3 ans après son sacre à RFI Challenge App Afrique, Raïssa Banhoro rêve de transmettre son savoir à la génération future (PORTRAIT)

 

Trois ans après son sacre au prix "RFI Challenge App Afrique" l'Ivoirienne Raïssa Banhoro, conceptrice de l’application "Lucie", un outil d’alphabétisation, a décidé d’entreprendre dans le domaine de la formation afin de transmettre son savoir aux générations futures, participant ainsi à la réduction du chômage en Côte d’Ivoire.

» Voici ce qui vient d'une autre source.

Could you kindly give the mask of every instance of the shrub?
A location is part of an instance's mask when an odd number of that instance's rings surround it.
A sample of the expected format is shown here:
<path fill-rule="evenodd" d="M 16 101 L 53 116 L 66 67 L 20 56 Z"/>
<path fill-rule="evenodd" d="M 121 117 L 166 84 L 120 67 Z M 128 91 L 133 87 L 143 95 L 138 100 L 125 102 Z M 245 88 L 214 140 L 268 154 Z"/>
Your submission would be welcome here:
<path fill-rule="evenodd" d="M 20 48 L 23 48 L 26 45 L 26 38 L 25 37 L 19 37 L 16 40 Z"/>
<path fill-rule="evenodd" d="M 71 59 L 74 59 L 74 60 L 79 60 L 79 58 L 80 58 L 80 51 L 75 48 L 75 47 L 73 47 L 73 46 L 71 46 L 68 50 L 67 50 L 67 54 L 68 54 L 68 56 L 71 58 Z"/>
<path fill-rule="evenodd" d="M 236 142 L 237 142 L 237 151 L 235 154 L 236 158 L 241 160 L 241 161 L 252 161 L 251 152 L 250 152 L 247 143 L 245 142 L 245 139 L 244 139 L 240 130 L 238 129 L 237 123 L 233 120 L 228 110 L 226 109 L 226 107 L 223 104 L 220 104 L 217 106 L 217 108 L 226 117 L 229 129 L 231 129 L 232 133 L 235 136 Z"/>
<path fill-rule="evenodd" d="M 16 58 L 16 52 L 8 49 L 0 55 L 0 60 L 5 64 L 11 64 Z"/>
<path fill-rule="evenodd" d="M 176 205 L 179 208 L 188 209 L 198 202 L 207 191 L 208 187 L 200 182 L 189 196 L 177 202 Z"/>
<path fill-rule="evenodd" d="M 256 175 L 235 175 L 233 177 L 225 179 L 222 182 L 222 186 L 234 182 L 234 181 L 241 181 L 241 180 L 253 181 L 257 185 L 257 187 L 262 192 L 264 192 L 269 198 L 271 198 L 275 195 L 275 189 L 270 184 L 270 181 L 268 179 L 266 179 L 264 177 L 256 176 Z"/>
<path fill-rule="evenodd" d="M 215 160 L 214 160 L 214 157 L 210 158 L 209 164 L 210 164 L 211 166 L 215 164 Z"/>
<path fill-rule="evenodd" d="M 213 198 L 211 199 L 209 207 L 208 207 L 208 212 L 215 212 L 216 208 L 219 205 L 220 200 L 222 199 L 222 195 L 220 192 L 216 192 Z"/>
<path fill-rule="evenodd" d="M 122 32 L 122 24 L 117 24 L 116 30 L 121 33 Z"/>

"Transmettre mon savoir, ma vision, l’amour pour le travail bien fait, c’est ce qui m’a encouragé à entreprendre dans le domaine de la formation", confie  miss Banhoro, la trentaine, après avoir éprouvé des difficultés à recruter des collaborateurs.

Dans l’énorme bâtisse qui abrite les locaux d’Ivoire Geek School, l’un de ses établissements, des apprenants concentrés chacun sur son ordinateur, finalisent des projets d’entreprises.

Situé à Angré, un sous quartier de la commune chic de Cocody, l’admission se fait sur la base d’un test, pour "déceler la motivation et la disponibilité" du candidat titulaire au moins du baccalauréat pour une formation de sept mois.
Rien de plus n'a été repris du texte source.